Teunissen went on to note that the biological diagnosis of Alzheimer’s is important because there is a long preclinical phase until clinical symptoms appear.

This is thought to be around a 20-year period for the development of the pathology until symptoms of Alzheimer’s appear.

“This gives us a time window for intervention, but we also need to rely on biomarkers because the clinical symptoms are not yet accurate enough,” Teunissen added.

The four main biomarkers for Alzheimer’s are amyloid-beta A, tau τ, neuronal degeneration N, and cognitive decline C, and glial fibrillary acidic protein (GFAP) is used as a biomarker for inflammation.

“We want to capture them all in our biomarker analysis,” said Teunissen.

“We’re able to measure these biomarkers in CSF, but really surprisingly, and that’s the revolution, nowadays we can also measure those biomarkers in blood, in lower concentrations, but due to technical improvements, we’re able to measure them very accurately.”

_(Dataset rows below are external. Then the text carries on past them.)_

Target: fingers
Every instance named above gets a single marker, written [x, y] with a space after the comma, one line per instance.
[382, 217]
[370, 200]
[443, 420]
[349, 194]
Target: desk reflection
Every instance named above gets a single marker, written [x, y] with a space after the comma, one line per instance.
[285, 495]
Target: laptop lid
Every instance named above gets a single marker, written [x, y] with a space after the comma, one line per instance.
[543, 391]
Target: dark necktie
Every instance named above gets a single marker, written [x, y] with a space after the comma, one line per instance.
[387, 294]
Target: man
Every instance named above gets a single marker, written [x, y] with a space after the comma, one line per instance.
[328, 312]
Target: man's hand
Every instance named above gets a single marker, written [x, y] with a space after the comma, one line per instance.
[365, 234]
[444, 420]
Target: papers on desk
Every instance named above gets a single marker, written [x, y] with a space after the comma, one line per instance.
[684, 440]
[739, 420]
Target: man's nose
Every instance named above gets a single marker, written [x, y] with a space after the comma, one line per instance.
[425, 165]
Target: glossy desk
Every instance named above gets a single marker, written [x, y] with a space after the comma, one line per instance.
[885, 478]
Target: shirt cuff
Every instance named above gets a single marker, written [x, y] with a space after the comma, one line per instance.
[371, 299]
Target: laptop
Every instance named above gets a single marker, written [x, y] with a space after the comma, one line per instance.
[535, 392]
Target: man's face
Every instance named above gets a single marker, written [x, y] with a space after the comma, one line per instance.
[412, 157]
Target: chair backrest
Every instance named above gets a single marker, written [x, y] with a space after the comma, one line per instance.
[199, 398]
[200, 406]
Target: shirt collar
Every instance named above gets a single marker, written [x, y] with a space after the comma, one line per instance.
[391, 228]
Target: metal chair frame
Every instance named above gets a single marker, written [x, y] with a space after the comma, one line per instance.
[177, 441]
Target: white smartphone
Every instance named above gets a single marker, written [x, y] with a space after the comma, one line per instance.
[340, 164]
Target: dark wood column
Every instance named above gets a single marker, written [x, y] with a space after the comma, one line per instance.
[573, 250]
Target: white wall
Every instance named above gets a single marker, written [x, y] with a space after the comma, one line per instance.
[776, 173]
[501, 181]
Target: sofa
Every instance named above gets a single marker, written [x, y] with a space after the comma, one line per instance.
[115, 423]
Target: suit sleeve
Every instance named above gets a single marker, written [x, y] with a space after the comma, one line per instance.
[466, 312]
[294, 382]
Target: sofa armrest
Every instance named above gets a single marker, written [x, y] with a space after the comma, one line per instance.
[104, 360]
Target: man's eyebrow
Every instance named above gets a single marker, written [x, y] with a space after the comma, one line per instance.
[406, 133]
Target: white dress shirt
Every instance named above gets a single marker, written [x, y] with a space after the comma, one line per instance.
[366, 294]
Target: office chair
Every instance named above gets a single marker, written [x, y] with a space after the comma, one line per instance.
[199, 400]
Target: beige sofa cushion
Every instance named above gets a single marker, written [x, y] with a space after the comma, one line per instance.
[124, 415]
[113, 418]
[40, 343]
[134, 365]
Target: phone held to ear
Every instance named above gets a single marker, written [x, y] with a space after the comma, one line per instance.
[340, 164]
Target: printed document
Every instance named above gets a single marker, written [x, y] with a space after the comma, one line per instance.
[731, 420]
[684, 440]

On the future development of biomarkers, there is a need for a panel of biomarkers that can be utilised in diagnosis staging and as a measure of treatment effects, Teunissen said.

In concluding remarks, Teunissen said there is the anticipation of a multi-tiered process – starting with a blood test in primary care that will allow earlier, more timely diagnosis of Alzheimer’s and increased access to disease-modifying therapies.